Combined center for best practices in cyber defense, NATO developed the world's first guide to using principles of existing international law for cyber warfare. The document under the name "Tallinn guide of cyber warfare" has already attracted the attention of Russian official bodies.

"Tallinn guide of cyber warfare" bears no accident that name.In 2008 in the capital of Estonia came center CCD COE, whose main goal is help the NATO decision at technical, legal and political issues related to electronic warfare.
As for the document itself, it consists of 95 rules relating to the settlement of conflicts in cyberspace. According to the authors of the project, to meet the onslaught of the State may, attracting aggressor to liability or "propoportsionalni countermeasures." Available such attacks be considered "armed attack" in relation to what is lawful defense of the State affected, including by using traditional weapons. At the same time armed attacks can not be recognized cyber espionage, kampyutarni theft and attacks on sites that do not cause detriment to a state-wide. The state-aggressor should be liable even if it attacks using firms from other countries. The authors of the document believe that cyber attacks on impact force must be treated as chemical, biological and radiological weapons.
As the magazine "Kommersant-power" in "Tallinn Guide" algorithms are presented for action at state and military alliances in the event of a large-scale cyber attacks.
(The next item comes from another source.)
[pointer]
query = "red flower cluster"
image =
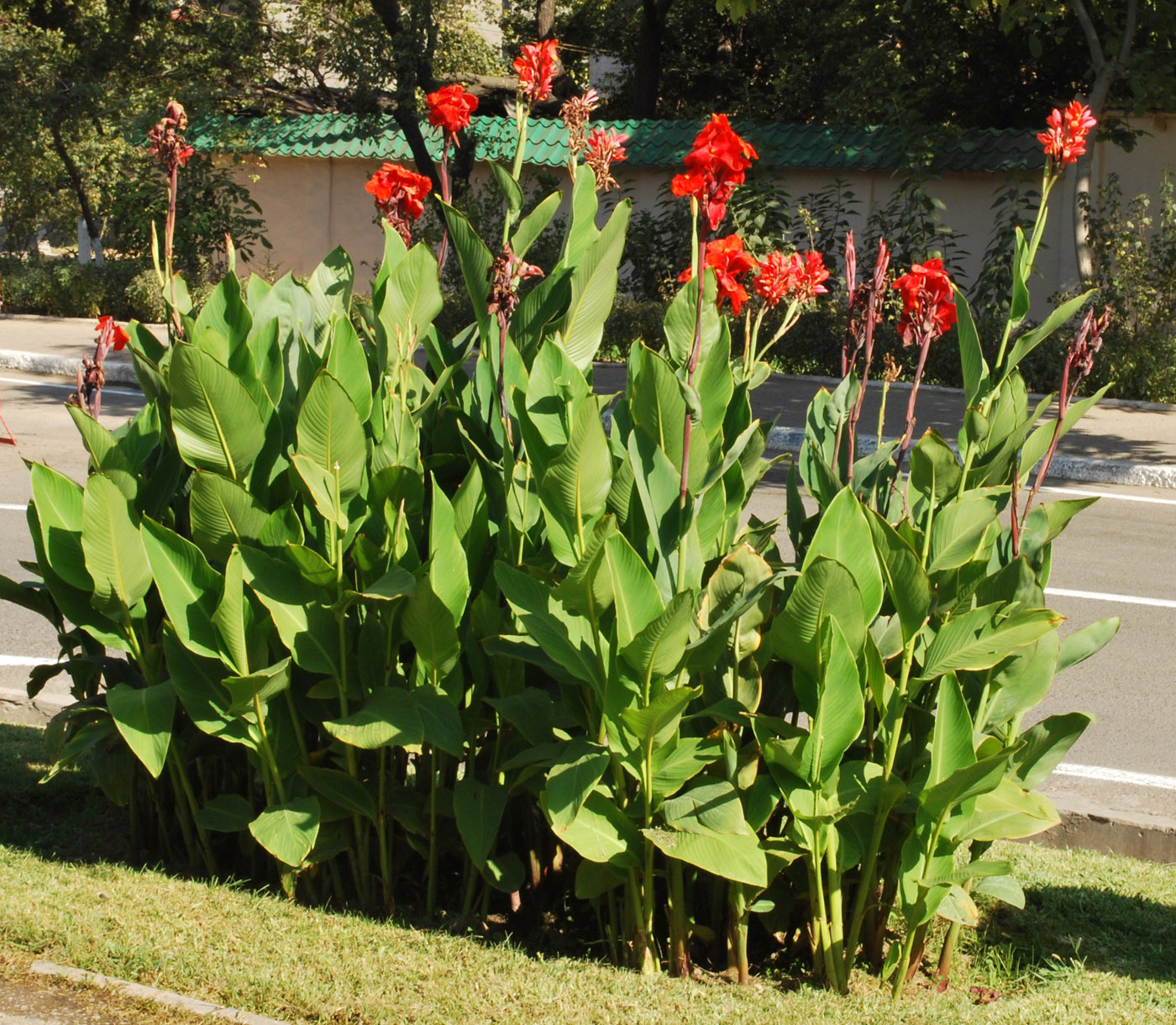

The authors of the document make clear that in conducting cyberwar will need to form new laws, it is sufficient to use the existing international legal norms which radically contradicts not only the position of Russia and many other countries. On this issue, Russia proposed to deal with important issues in this field, but which are of secondary importance: protection against hackers, copyright infringement, etc.
The new document NATO of cyber warfare has already attracted the attention of a number of Russian institutions - from the Foreign Ministry and the Ministry of Defence, to special services because, as experts say, "Tallinn Guide" opens possibilities of cyber warfare by NATO.
Meanwhile analysts believe that hardly NATO officials will immediately begin to act on the basis of "Tallinn leadership." In any case, the search for a compromise in this area evidence the intention of the presidents of Russia and the United States Vladimir Putin and Barack Obama during the June meeting to sign several intergovernmental agreements on measures of trust in cyberspace.